The long-term impact of early life pain on adult responses to anxiety and stress: Historical perspectives and empirical evidence
- PMID: 26210872
- PMCID: PMC4977201
- DOI: 10.1016/j.expneurol.2015.07.017
The long-term impact of early life pain on adult responses to anxiety and stress: Historical perspectives and empirical evidence
Abstract
Approximately 1 in 6 infants are born prematurely each year. Typically, these infants spend 25 days in the Neonatal Intensive Care Unit (NICU) where they experience 10-18 painful and inflammatory procedures each day. Remarkably, pre-emptive analgesics and/or anesthesia are administered less than 25% of the time. Unalleviated pain during the perinatal period is associated with permanent decreases in pain sensitivity, blunted cortisol responses and high rates of neuropsychiatric disorders. To date, the mechanism(s) by which these long-term changes in stress and pain behavior occur, and whether such alterations can be prevented by appropriate analgesia at the time of insult, remains unclear.

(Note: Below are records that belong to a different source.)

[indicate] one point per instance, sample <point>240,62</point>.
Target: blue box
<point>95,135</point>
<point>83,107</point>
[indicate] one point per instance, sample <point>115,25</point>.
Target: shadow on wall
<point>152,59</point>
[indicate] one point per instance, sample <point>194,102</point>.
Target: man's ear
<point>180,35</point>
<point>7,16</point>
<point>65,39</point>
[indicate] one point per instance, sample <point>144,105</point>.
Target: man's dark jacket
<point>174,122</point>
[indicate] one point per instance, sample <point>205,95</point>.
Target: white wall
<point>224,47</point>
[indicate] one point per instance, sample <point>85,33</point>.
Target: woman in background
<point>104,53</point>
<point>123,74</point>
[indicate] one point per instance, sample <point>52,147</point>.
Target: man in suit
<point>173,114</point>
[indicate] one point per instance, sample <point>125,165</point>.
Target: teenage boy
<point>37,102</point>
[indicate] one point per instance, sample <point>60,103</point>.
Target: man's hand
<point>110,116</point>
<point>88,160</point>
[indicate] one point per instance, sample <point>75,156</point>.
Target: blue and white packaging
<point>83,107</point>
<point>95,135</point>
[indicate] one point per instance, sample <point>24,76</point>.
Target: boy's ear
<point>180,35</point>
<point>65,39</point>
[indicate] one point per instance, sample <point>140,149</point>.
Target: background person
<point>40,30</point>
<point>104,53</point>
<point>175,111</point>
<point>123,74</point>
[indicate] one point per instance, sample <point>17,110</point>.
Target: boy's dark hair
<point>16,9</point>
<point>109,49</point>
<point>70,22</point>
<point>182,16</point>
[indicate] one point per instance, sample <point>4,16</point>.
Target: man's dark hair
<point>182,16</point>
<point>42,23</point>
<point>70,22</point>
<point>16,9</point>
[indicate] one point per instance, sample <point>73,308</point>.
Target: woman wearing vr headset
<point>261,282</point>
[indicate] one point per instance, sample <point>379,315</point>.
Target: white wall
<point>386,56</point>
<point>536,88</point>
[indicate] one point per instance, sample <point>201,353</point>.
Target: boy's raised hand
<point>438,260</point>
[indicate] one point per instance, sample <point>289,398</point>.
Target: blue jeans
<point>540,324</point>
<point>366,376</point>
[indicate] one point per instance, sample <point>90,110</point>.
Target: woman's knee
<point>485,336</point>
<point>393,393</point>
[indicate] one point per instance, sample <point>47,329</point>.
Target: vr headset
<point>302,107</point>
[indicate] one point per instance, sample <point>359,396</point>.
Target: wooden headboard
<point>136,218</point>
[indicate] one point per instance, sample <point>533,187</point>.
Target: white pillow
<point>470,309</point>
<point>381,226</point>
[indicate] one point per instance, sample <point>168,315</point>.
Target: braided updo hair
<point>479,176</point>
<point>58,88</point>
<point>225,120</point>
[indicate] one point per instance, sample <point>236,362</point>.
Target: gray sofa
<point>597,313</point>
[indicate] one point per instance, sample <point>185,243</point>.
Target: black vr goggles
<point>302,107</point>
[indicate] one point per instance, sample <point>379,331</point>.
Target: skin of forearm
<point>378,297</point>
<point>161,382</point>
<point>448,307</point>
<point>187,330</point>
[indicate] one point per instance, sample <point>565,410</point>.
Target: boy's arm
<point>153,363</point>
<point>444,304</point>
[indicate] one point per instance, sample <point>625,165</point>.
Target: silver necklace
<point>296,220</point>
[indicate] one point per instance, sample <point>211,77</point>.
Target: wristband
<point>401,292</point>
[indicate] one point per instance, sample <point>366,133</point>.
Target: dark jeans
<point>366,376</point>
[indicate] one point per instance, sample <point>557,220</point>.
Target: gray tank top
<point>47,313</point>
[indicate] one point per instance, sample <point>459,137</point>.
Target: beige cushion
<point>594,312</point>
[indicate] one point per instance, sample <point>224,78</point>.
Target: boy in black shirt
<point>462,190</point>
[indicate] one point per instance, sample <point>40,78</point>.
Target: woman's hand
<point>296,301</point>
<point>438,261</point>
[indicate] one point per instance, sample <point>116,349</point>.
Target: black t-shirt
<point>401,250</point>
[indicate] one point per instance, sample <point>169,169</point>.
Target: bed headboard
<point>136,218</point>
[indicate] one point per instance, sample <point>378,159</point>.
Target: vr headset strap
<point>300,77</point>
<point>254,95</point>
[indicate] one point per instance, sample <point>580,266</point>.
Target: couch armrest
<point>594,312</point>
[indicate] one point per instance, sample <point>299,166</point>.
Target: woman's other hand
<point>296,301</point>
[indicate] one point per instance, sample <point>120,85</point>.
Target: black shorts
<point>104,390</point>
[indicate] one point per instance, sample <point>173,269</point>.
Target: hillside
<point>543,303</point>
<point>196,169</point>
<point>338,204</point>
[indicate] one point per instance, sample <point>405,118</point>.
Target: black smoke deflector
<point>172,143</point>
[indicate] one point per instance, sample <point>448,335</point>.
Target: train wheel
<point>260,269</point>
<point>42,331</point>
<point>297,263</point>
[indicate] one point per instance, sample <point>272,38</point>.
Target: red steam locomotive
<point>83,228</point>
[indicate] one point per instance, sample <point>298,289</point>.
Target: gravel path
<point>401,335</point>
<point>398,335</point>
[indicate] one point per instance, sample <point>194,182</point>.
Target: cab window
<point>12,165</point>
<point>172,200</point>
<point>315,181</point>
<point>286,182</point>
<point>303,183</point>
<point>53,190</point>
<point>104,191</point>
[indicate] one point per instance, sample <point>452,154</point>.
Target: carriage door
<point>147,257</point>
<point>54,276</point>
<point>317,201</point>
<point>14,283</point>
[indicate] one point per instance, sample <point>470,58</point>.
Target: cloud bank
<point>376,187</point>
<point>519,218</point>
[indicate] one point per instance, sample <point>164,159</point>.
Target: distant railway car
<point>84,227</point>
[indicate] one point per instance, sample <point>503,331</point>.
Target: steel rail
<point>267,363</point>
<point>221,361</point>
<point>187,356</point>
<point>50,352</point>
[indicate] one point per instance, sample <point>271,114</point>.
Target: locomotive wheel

Work in our lab using a rodent model of early life pain suggests that inflammatory pain experienced on the day of birth blunts adult responses to stress- and pain-provoking stimuli, and dysregulates the hypothalamic pituitary adrenal (HPA) axis in part through a permanent upregulation in central endogenous opioid tone. This review focuses on the long-term impact of neonatal inflammatory pain on adult anxiety- and stress-related responses, and underlying neuroanatomical changes in the context of endogenous pain control and the HPA axis. These two systems are in a state of exaggerated developmental plasticity early in postnatal life, and work in concert to respond to noxious or aversive stimuli. We present empirical evidence from animal and clinical studies, and discuss historical perspectives underlying the lack of analgesia/anesthetic use for early life pain in the modern NICU.
Keywords: Amygdala; Corticosterone; Corticotrophin releasing factor receptors; Endogenous opioids; Endorphin; Enkephalin; Glucocorticoid receptor; Hypothalamic pituitary adrenal axis; Morphine; Periaqueductal gray.
Copyright © 2015 Elsevier Inc. All rights reserved.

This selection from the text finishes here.